Not Yet Out of the Woods
While the IMF predicts that global inflation peaked in late 2022, rates in 2023 are expected to remain higher than usual in many parts of the world. Following the 8.8% global inflation rate in 2022, the IMF forecasts a 6.6% rate for 2023 and 4.3% rate for 2024 based on their most recent January 2023 update.
For the optimists, the good news is that the double-digit inflation that characterized nearly half the world in 2022 is expected to be less prevalent this year. For the pessimists, on the other hand, looking at countries like Zimbabwe, Venezuela, Turkey, and Poland may suggest that we are far from out of the woods on a global scale.

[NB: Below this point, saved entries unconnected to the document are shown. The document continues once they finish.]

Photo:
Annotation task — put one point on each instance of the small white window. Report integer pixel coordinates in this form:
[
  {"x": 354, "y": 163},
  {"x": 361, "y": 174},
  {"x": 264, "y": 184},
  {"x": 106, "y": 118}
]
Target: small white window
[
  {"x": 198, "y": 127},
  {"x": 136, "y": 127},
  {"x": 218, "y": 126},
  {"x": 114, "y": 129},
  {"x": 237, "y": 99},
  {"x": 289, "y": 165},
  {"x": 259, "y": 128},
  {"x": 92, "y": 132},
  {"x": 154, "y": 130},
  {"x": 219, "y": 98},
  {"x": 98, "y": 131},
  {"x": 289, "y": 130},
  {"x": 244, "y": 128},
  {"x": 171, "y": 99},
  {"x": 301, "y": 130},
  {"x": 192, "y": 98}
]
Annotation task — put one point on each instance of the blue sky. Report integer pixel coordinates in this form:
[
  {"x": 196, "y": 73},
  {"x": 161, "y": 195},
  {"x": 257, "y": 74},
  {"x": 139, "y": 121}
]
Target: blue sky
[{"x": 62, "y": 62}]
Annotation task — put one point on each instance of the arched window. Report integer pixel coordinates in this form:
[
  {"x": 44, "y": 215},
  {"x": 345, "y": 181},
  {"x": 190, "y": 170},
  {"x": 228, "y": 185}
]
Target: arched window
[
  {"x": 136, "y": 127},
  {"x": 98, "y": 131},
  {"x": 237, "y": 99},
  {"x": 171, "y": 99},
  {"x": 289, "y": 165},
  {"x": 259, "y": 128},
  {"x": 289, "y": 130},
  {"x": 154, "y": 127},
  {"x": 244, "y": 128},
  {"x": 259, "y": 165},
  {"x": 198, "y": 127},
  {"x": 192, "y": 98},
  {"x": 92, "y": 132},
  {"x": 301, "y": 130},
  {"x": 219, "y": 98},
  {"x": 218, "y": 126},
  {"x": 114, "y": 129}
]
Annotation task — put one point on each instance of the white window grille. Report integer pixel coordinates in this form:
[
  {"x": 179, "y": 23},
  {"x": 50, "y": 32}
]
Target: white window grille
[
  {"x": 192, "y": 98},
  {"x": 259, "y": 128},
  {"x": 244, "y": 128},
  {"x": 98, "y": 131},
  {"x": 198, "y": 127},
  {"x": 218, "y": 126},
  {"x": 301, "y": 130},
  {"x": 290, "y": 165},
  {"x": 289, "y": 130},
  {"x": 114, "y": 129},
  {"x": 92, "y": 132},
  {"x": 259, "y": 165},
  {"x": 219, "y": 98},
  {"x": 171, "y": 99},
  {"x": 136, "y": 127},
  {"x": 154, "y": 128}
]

Here are the countries with the highest forecasted inflation rates in 2023.
|Country / Region||Projected Annual Inflation % Change 2023|
|Islamic Republic of Iran||40.0%|
|São Tomé and Príncipe||11.2%|
|Democratic Republic of the Congo||9.8%|
While the above countries fight to sustain their purchasing power, some parts of the world are expected to continue faring exceptionally well against the backdrop of a widespread cost-of-living crisis. Many Asian countries, notably Japan, Taiwan, and China, are all predicted to see inflation lower than 3% in the upcoming year.
When it comes to low inflation, Japan in particular stands out. With strict price controls, negative interest rates, and an aging population, the country is expected to see an inflation rate of just 1.4% in 2023.
While rising food and energy prices accounted for much of the inflation we saw in 2022, the IMF’s World Economic Outlook highlights that core inflation, which excludes food, energy, transport and housing prices, is now also a major driving factor in high inflation rates around the world.
What makes up core inflation exactly? In this case, it would include things like supply chain cost pressures and the effects of high energy prices slowly trickling down into numerous industries and trends in the labor market, such as the availability of jobs and rising wages. As these macroeconomic factors play out throughout 2023, each can have an effect on inflation.
The Russia-Ukraine conflict and the lingering effects of the COVID-19 pandemic are also still at play in this year’s inflation forecasts. While the latter mainly played out in China in 2022, the possible resurgence of new variants continues to threaten economic recovery worldwide, and the war persists in leaving a mark internationally.
The confluence of macroeconomic factors currently at play is unlike what we’ve seen in a long time. Though the expertise of forecasters can give us a general understanding, how they will actually play out is for us to wait and see.